Debido al abuso de los altonato de la magia arcana, Sargeras descubrió la existencia del pequeño mundo de Azeroth y fijó en él su vista y sus ansias de destrucción. Al poco tiempo se dio cuenta del aislamiento auto-impuesto al que se sometía la Reina Azshara y vio en él la oportunidad de entrar en Azeroth. Para ello se hizo pasar por un dios ante la reina, el cual le otorgaría poder ilimitado y la ascensión del mundo a un nivel desconocido a cambio de abrir un portal para poder acceder. La reina y los altonato se pusieron a ello inmediatamente, consiguieron avances rápidamente y pronto abrieron el portal lo suficiente como para que pasara el primer enviado de Sargeras. Éste oficial de la Legión Ardiente trajo a Azeroth los Canes Infernales, una raza hasta ahora no vista en el mundo.

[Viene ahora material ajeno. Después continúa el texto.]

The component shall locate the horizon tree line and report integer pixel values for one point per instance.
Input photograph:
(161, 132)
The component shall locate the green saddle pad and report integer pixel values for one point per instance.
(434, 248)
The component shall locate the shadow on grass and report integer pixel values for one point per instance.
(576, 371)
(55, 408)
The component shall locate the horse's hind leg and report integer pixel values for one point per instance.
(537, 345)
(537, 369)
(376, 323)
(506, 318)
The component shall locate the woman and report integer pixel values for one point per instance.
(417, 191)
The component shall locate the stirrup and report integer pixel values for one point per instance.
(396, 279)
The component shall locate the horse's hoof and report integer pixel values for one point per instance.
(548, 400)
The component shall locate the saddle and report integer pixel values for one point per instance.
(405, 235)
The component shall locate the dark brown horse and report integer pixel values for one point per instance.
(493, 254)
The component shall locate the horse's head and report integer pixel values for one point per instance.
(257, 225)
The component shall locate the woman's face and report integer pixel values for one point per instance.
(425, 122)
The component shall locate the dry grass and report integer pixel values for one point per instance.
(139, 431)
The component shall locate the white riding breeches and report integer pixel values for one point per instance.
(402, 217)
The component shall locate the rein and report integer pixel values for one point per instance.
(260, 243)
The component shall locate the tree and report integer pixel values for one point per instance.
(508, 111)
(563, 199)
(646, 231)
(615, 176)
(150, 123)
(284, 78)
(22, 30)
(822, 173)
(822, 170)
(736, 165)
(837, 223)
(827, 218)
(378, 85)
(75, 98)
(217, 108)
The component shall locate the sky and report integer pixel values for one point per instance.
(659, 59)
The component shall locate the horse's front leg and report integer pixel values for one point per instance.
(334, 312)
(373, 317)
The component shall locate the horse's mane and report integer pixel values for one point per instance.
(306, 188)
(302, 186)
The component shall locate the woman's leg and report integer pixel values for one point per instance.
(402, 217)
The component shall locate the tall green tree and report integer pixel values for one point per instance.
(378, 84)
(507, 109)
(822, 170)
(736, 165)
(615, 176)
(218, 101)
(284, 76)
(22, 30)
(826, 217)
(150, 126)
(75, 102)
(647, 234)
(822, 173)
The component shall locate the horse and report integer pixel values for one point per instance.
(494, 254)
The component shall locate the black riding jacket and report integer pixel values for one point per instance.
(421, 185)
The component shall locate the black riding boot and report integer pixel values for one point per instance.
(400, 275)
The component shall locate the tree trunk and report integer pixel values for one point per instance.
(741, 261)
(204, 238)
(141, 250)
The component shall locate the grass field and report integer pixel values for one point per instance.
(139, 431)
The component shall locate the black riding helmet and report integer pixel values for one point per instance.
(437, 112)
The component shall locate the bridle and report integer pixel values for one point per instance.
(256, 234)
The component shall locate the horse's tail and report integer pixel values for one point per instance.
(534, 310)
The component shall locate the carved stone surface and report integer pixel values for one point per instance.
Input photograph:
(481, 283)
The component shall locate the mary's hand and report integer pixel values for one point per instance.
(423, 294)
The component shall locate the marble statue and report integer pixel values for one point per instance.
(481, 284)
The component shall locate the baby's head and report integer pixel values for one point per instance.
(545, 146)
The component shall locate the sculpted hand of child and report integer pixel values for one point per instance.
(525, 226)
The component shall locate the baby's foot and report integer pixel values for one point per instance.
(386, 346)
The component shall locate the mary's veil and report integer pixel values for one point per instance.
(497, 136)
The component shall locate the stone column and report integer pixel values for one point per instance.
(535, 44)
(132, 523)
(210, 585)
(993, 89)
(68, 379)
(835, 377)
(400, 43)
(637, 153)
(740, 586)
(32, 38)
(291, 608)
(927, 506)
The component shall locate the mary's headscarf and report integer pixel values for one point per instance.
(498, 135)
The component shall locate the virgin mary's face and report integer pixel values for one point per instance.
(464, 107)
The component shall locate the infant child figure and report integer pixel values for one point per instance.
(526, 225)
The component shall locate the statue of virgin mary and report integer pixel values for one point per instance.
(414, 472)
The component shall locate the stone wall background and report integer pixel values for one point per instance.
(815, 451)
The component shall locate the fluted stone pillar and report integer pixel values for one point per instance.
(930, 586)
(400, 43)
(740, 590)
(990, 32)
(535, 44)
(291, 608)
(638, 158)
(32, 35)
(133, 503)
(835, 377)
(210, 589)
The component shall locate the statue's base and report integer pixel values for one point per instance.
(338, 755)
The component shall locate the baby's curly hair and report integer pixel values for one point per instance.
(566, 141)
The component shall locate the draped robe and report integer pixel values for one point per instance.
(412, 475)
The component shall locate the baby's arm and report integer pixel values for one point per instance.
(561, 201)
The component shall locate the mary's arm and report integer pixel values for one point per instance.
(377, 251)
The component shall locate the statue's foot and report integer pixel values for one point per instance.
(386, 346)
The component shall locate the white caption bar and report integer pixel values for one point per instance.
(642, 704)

Hakkar, que ése era su nombre, los invocó para que reconocieran los alrededores del palacio, y los mantuviera a salvo de intrusos.

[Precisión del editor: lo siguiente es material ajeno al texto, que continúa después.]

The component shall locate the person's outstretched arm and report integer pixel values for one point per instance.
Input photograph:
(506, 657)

Dentro de los muros del palacio real, el ritual seguía, y cada vez más y más demonios atravesaban el Vacío Abisal para unirse a la guardia de élite de la reina, pero sin embargo, no era suficiente para que el poderoso titán entrara en el mundo. Azshara sugirió a su consejero, Xavius, que bloqueara el uso de la magia al resto de kaldorei, y así el hechicero creó un escudo que aislaría al resto de elfos usuarios de la magia el acceso a las energías caóticas del pozo. El escudo funcionó, pero al darse cuenta el resto de los elfos de que sus poderes habían sido mermados, redoblaron los esfuerzos, y algunos fueron capaces de atravesarlo, a la vez que una multitud preocupada por su reina, sin dudar en ningún momento de ella, se congregaba en las puertas del palacio en busca de respuestas. Así las cosas, Sargeras no vio otra opción que mandar a uno de sus oficiales más capacitados a este rebelde mundo, y el elegido fue el señor del foso Mannoroth, que finalmente cortó los enlaces del resto de la población kaldorei con el Pozo de la Eternidad, abriendo aún más el portal, y permitiendo la entrada de hechiceros eredar, guardias infernales y demás miembros a las ordenes del poderoso titán.